PS jest jakies narzecie pod "Linuxa" takie jak CPU-Z na Windowsach?

----------

## SlashBeast

gtk-lshw z pakietu lshw (z flaga gtk).

Swoja droga wystarczylo jedno wstukanie na google nazwy procesora by dowiedzieć się, ze jest 64bitowcem.

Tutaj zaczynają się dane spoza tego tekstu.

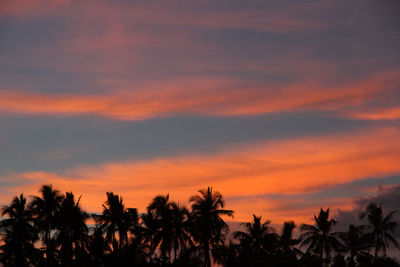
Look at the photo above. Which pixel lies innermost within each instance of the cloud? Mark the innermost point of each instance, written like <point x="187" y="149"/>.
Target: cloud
<point x="207" y="97"/>
<point x="286" y="167"/>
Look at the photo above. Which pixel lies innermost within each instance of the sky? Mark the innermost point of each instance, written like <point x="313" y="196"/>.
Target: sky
<point x="282" y="106"/>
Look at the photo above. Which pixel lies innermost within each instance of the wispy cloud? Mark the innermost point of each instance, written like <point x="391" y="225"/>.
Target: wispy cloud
<point x="210" y="97"/>
<point x="286" y="167"/>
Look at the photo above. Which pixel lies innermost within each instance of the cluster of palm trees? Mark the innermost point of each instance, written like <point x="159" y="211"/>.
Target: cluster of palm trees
<point x="53" y="230"/>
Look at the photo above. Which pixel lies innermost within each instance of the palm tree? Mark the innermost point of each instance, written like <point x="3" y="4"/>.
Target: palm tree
<point x="181" y="228"/>
<point x="162" y="209"/>
<point x="286" y="241"/>
<point x="114" y="219"/>
<point x="19" y="235"/>
<point x="72" y="229"/>
<point x="259" y="237"/>
<point x="210" y="228"/>
<point x="45" y="209"/>
<point x="319" y="237"/>
<point x="149" y="229"/>
<point x="355" y="242"/>
<point x="383" y="228"/>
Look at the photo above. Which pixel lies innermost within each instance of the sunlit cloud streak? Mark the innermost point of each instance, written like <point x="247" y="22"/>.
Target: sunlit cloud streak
<point x="207" y="98"/>
<point x="294" y="166"/>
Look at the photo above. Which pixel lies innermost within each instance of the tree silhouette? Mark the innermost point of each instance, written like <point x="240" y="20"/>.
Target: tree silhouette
<point x="319" y="237"/>
<point x="116" y="221"/>
<point x="209" y="227"/>
<point x="72" y="229"/>
<point x="162" y="209"/>
<point x="286" y="241"/>
<point x="181" y="225"/>
<point x="259" y="237"/>
<point x="383" y="228"/>
<point x="168" y="234"/>
<point x="20" y="234"/>
<point x="45" y="209"/>
<point x="355" y="242"/>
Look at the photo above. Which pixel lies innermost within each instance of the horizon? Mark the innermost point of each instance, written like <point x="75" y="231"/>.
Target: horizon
<point x="284" y="108"/>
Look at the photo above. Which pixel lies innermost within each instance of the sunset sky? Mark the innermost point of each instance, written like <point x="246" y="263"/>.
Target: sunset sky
<point x="282" y="106"/>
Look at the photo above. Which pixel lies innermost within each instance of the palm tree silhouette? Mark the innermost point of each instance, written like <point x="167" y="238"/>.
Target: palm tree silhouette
<point x="259" y="237"/>
<point x="45" y="209"/>
<point x="162" y="209"/>
<point x="286" y="241"/>
<point x="114" y="219"/>
<point x="209" y="228"/>
<point x="383" y="228"/>
<point x="149" y="230"/>
<point x="181" y="225"/>
<point x="20" y="235"/>
<point x="72" y="229"/>
<point x="355" y="242"/>
<point x="319" y="237"/>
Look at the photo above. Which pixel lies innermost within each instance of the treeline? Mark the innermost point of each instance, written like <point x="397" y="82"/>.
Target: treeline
<point x="53" y="230"/>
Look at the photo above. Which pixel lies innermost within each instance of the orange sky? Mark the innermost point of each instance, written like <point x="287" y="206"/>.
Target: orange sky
<point x="282" y="108"/>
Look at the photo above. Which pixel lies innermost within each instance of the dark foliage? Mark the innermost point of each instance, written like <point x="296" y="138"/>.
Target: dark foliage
<point x="53" y="230"/>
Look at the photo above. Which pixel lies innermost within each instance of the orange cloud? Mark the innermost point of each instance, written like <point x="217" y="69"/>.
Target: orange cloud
<point x="268" y="19"/>
<point x="285" y="167"/>
<point x="220" y="97"/>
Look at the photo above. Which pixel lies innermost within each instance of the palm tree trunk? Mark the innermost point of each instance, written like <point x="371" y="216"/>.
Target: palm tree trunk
<point x="207" y="256"/>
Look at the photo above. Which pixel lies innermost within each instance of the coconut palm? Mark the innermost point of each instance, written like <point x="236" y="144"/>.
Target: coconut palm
<point x="259" y="237"/>
<point x="319" y="237"/>
<point x="116" y="221"/>
<point x="209" y="228"/>
<point x="181" y="228"/>
<point x="72" y="229"/>
<point x="149" y="229"/>
<point x="45" y="209"/>
<point x="162" y="209"/>
<point x="19" y="235"/>
<point x="286" y="241"/>
<point x="382" y="228"/>
<point x="355" y="242"/>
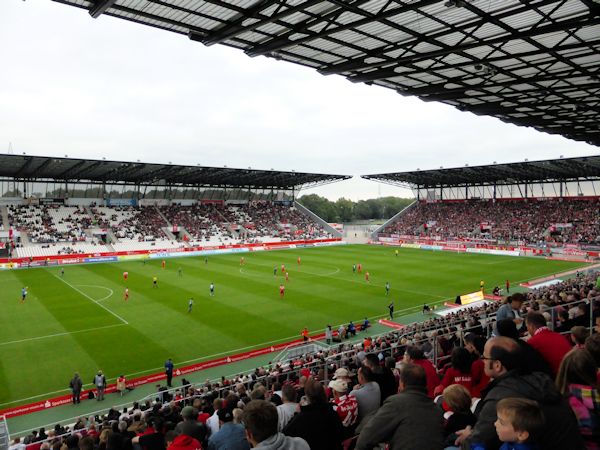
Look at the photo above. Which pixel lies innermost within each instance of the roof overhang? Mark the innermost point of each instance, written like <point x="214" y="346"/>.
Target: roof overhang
<point x="25" y="167"/>
<point x="531" y="63"/>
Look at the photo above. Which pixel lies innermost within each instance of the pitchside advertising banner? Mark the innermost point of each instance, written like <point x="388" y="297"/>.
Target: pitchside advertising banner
<point x="65" y="399"/>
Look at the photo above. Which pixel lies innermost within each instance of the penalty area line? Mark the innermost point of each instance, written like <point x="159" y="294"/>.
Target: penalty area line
<point x="90" y="298"/>
<point x="60" y="334"/>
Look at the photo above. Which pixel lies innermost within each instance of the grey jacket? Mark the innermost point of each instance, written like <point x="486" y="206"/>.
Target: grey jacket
<point x="280" y="441"/>
<point x="408" y="421"/>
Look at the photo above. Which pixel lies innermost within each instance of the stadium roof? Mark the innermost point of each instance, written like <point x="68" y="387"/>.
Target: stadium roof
<point x="531" y="63"/>
<point x="567" y="169"/>
<point x="102" y="171"/>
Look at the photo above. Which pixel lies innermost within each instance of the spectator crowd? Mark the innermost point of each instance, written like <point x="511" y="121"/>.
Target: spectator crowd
<point x="537" y="222"/>
<point x="497" y="376"/>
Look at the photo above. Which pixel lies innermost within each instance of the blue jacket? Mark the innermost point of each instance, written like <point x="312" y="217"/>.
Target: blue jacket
<point x="231" y="436"/>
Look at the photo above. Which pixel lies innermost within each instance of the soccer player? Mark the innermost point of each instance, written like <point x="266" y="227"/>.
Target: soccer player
<point x="305" y="334"/>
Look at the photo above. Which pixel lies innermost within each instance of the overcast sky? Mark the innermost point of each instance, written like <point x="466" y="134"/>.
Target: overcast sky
<point x="92" y="88"/>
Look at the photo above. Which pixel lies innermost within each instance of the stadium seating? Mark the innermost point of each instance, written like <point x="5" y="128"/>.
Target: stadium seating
<point x="143" y="228"/>
<point x="532" y="222"/>
<point x="50" y="224"/>
<point x="445" y="332"/>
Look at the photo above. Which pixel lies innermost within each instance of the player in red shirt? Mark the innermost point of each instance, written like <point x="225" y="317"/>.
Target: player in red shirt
<point x="345" y="405"/>
<point x="305" y="334"/>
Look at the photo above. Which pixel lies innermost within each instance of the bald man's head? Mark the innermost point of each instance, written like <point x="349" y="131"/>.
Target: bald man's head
<point x="501" y="354"/>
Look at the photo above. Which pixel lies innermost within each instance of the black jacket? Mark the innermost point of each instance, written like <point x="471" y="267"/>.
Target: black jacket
<point x="319" y="425"/>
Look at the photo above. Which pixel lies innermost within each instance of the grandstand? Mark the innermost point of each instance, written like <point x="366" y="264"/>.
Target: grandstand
<point x="482" y="57"/>
<point x="551" y="205"/>
<point x="58" y="206"/>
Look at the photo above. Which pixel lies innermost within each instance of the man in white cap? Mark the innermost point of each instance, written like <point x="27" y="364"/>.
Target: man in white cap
<point x="345" y="405"/>
<point x="342" y="374"/>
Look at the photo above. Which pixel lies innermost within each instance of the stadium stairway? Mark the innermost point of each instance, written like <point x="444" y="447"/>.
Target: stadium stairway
<point x="313" y="216"/>
<point x="4" y="215"/>
<point x="392" y="219"/>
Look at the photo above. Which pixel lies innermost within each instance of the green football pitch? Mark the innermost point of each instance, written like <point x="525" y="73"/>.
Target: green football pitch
<point x="80" y="321"/>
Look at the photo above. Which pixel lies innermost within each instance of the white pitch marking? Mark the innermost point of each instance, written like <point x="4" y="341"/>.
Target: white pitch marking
<point x="61" y="334"/>
<point x="95" y="301"/>
<point x="99" y="287"/>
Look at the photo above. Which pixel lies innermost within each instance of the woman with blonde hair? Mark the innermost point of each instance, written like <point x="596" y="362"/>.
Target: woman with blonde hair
<point x="577" y="381"/>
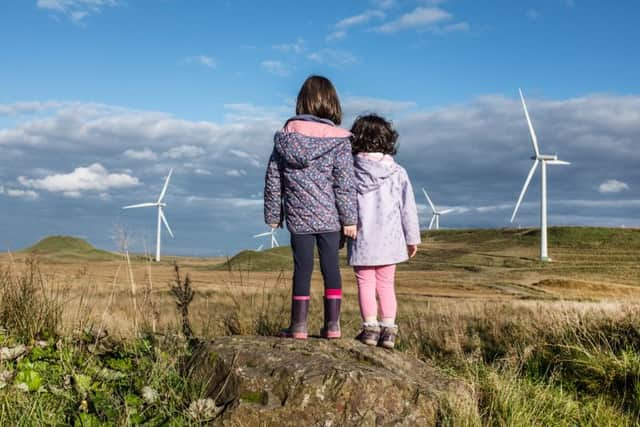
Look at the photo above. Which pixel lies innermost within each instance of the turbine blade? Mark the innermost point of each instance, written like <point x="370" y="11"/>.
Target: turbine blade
<point x="534" y="139"/>
<point x="433" y="208"/>
<point x="166" y="224"/>
<point x="166" y="185"/>
<point x="141" y="205"/>
<point x="524" y="188"/>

Sempron 2600+ PGA754 1.6GHZ 90NM 64BIT 1.4V 1.6GHZ

----------

## psotnik

wlaśnie nie do konca, bo drugie wstukanie na google juz mowiło ze jest to 32-bitowa wersja, a trzecie wstukanie powiedziało ze pierwsze partie były 32 bitowe a końcowe już 64-bitowe   :Rolling Eyes:   A poztem nie znałem żadnego narzędzie to analizy rodzaju procesora. thx

----------

## SlashBeast

Na procesorze masz jego dokladne oznaczenie, na pudelku procesora tez, wstukujesz samo to w google i juz wiesz co masz.

----------

## dziadu

Ale w pierwszym poście napisał, że pracuje zdalnie i nie ma możliwości sprawdzić osobiście.

----------

## psotnik

odswieże nieco temat, czy istnieje jakis plik w /proc/ ktory da mi jasną odpowiedź, pracujesz na systemie 32 lub 64 bitowym, bez szukania pudełek, google itp.

----------

## mbar

przecież od tego jest flaga "lm" to oczywista oczywistość.

----------

## Belliash

no to krotkie podsumowanie:

* "lm" -> oznacza ze procesor obsluguje tzw. long mode, czyli jest 64bitowy (amd64 lub em64t => x86_64 lub x64), jak zwal tak zwal  :Smile: 

* "uname -m" -> aby sprawdzic czy system jest 64bit (dostaniemy x86 lub x86_64)

----------

## psotnik

Oka flags lm domnie przemawia, z uname jest o tyle problem, iż mająć system 32 bitowy na procesorze 64 bitowym nie dostane odpowiedzi czy sam procesor przypadkiem nie obsługuje 64 bitowego adresowania. thx

----------

## Belliash

 *psotnik wrote:*   

> Oka flags lm domnie przemawia, z uname jest o tyle problem, iż mająć system 32 bitowy na procesorze 64 bitowym nie dostane odpowiedzi czy sam procesor przypadkiem nie obsługuje 64 bitowego adresowania. thx

 

czegos chyba nie rozumiesz....

uname -m -> i wiesz ze masz 32bit system (np)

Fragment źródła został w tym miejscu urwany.